The images could hardly have been more jarring, especially in a city with Paris’s history. When it became clear that the assailant at the kosher shop had chosen it to target Jews, Rue des Rosiers, a street known for its Jewish shops and restaurants — and for the deportation of its citizens during World War II — was shut down by the police.

Near the airport, in an industrial park north of Paris, where two brothers sought in the killings at the offices of the satirical newspaper Charlie Hebdo were holed up with a hostage, it was a paramilitary scene. It concluded when the men, who the authorities said wanted to die as martyrs, charged out firing at the police. At the kosher market, which the police raided almost simultaneously, hostages fled the store while others lay dead near the gunman.

Even with the immediate crisis having passed, it was a miserable day for a nation already buffeted by a stagnant economy, high unemployment, a weak president and a growing far-right movement that can easily exploit this latest display of homegrown Islamist extremism. There is a larger mood of defeatism in France, and anxiety about the strength of the French model and the structure of the government known as the Fifth Republic, made for a strong president but run for years now by men considered too small for the task.

So as France grieves, it is also faced with profound questions about its future: How large is the radicalized part of the country’s Muslim population, the largest in Europe? How deep is the rift between France’s values of secularism, of individual, sexual and religious freedom, of freedom of the press and the freedom to shock, and a growing Muslim conservatism that rejects many of these values in the name of religion?

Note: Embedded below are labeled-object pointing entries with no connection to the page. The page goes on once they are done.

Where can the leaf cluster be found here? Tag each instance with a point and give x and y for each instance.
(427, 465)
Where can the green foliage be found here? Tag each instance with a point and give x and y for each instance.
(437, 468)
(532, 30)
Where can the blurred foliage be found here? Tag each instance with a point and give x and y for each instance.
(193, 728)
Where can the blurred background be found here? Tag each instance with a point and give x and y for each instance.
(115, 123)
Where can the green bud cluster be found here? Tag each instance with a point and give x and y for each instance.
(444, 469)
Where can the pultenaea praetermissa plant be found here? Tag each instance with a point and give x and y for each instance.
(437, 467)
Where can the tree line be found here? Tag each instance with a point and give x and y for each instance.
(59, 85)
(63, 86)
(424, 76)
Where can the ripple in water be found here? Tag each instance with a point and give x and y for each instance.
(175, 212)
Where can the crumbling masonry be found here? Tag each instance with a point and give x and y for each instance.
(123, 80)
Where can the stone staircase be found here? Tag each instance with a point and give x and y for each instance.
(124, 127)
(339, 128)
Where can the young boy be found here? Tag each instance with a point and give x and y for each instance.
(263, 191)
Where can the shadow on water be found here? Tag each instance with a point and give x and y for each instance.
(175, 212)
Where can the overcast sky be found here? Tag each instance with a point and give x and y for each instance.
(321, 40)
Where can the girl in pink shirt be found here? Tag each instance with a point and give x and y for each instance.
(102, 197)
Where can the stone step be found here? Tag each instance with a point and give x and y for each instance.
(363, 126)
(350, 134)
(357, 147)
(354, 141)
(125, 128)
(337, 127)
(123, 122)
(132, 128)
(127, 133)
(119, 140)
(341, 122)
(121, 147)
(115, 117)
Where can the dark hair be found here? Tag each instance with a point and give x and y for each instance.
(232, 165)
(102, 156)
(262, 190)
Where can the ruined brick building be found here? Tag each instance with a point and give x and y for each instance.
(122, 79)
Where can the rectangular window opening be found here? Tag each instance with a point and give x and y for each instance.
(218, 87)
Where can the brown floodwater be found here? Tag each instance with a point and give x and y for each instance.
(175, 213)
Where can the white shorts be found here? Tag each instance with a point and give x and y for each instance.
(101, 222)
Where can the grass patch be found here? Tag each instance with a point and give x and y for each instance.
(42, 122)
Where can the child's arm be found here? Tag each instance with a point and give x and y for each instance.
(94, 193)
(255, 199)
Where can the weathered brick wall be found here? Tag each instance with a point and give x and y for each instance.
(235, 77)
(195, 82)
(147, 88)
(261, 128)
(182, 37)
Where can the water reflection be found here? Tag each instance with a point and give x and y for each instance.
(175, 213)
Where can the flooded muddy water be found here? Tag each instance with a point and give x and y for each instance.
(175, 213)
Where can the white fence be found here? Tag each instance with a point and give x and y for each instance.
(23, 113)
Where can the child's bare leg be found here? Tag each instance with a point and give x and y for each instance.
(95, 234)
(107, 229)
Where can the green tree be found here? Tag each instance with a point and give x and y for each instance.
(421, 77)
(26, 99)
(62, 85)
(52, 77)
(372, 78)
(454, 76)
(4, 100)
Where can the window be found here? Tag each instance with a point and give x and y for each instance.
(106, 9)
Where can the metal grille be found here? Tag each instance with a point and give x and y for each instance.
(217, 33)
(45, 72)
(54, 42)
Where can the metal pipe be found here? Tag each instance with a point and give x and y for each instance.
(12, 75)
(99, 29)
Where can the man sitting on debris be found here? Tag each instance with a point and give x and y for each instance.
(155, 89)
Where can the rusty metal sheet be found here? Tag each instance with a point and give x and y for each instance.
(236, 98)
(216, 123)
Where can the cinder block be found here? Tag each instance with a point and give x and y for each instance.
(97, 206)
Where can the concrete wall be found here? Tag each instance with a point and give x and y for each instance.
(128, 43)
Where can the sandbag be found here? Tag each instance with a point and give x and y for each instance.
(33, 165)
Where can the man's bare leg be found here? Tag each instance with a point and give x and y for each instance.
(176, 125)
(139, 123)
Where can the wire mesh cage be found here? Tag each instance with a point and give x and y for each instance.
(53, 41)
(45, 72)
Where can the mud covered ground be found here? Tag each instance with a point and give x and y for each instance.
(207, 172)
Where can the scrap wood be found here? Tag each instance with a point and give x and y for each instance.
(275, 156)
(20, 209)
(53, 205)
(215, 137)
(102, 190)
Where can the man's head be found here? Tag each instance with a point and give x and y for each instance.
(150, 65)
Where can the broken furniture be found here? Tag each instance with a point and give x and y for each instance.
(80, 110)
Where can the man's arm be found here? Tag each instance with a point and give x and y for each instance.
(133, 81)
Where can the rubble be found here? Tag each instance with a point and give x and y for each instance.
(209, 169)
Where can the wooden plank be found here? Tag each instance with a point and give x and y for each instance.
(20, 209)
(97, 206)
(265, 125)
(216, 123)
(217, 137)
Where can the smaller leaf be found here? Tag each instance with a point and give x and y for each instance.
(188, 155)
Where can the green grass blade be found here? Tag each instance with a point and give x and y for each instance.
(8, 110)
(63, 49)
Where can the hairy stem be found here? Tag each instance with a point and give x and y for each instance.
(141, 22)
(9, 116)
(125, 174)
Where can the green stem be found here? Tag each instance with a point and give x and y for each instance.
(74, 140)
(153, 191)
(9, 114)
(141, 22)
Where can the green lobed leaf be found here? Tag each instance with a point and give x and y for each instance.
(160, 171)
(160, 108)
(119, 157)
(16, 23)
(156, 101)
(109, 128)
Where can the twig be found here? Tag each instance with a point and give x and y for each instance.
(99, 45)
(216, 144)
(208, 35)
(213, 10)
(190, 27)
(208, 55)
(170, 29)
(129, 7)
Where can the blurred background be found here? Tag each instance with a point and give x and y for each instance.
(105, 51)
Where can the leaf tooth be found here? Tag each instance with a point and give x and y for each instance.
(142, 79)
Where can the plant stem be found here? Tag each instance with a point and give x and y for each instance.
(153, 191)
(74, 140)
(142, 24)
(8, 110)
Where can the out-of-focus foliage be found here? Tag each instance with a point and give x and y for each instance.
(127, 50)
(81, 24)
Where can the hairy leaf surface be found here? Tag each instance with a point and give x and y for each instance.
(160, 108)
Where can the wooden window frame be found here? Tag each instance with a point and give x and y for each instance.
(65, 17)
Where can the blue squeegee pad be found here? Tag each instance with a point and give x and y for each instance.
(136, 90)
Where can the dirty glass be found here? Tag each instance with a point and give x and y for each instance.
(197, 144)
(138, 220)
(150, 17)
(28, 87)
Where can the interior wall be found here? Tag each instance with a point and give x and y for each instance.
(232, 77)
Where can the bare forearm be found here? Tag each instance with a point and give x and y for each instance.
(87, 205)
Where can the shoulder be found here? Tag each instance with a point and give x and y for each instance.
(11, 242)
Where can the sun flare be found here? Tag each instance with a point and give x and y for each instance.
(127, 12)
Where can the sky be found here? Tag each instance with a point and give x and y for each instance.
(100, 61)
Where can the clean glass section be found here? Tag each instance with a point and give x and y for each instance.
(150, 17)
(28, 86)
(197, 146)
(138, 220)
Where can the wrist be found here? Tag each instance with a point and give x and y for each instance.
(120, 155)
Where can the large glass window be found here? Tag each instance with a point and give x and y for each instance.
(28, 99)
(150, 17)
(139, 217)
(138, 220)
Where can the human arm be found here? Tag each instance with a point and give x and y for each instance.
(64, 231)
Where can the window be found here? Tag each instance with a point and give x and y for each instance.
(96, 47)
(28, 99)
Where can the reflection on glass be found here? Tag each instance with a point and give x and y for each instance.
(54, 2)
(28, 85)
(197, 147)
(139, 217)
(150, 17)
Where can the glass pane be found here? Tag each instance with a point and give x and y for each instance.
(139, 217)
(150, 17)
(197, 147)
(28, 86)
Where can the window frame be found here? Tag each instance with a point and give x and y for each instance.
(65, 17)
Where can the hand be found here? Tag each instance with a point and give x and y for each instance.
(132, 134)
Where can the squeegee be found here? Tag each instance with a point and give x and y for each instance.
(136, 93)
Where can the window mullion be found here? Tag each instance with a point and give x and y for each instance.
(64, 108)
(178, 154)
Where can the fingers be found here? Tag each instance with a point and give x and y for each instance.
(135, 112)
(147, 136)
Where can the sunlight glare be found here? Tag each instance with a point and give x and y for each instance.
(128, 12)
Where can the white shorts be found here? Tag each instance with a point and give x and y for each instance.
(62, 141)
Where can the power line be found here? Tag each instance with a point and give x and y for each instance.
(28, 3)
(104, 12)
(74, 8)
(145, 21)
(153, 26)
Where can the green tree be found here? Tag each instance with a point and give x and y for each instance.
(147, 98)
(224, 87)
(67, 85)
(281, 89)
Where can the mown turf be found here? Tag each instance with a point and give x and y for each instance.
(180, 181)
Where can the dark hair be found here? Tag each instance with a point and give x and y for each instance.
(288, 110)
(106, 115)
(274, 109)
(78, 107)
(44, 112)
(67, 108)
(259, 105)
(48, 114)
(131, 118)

And crucially, too, there are serious questions about the performance of the intelligence services and the government. In coming days, the government will be forced to confront whether more intelligence or better security might have thwarted the plot against Charlie Hebdo.

“France is turned upside down,” said Luc Matti, an editor.

“People are traumatized. There is a sort of unity between the republican left and the republican right,” he said, noting that President François Hollande has called for a unity rally this weekend.

Yet Mr. Hollande, already deeply unpopular, is considered a weak president, and “in several weeks it will be like before,” Mr. Matti said.

“The trend is bleak — there’s a real risk of civil war,” he said. “I’m convinced that if the Western world becomes majority Islamophobe, if there develops a fear and hatred of Islam, then our world and that of our children is heading in a bad direction.”

Friday was a Paris different from the tourist boulevards and the “city of light,” a plunge into the world of the banlieues, the heavily immigrant suburbs that exist outside the ring road that acts like a moat for richer, whiter central Paris.

The Parisians who gathered near the hostage drama at the kosher grocery, kept behind police lines at Saint Mandé in sight of the Eiffel Tower, were both captivated and concerned. Gloria Guttierrez, 39, lives nearby and works at a neighborhood synagogue. “We’re very shocked,” she said, “because this is France, which means liberty and fraternity, and today we don’t have that anymore.”

“It’s becoming a dangerous country,” she added. “I don’t feel safe anymore.”

The Muslim challenge felt real to her. “I hope things will change,” she said. “People shouldn’t cling to religion too much, because that leads to war.”

Mr. Delaytermoz, the student from Bordeaux, said he was troubled by the sense of religious and cultural conflict, saying that he was shocked and “deeply moved” by the Charlie Hebdo attacks. France’s strong foreign and military policy, in particular its interventions in Mali and alongside the United States in Iraq, “probably influenced the crazy people who perpetrated these attacks,” he said.

He hoped that the dire situation of France — these attacks, political divisions, the rise of the far-right National Front, the stagnant economy with high unemployment — would jolt the government. But he also praised its response to Wednesday’s killings. “They warned people,” he said. “They made sure people had the right information.”

Mr. Delaytermoz said that whatever France’s current problems, on display this difficult day, he intended to remain hopeful for the future. “You mustn’t be defeatist,” he said.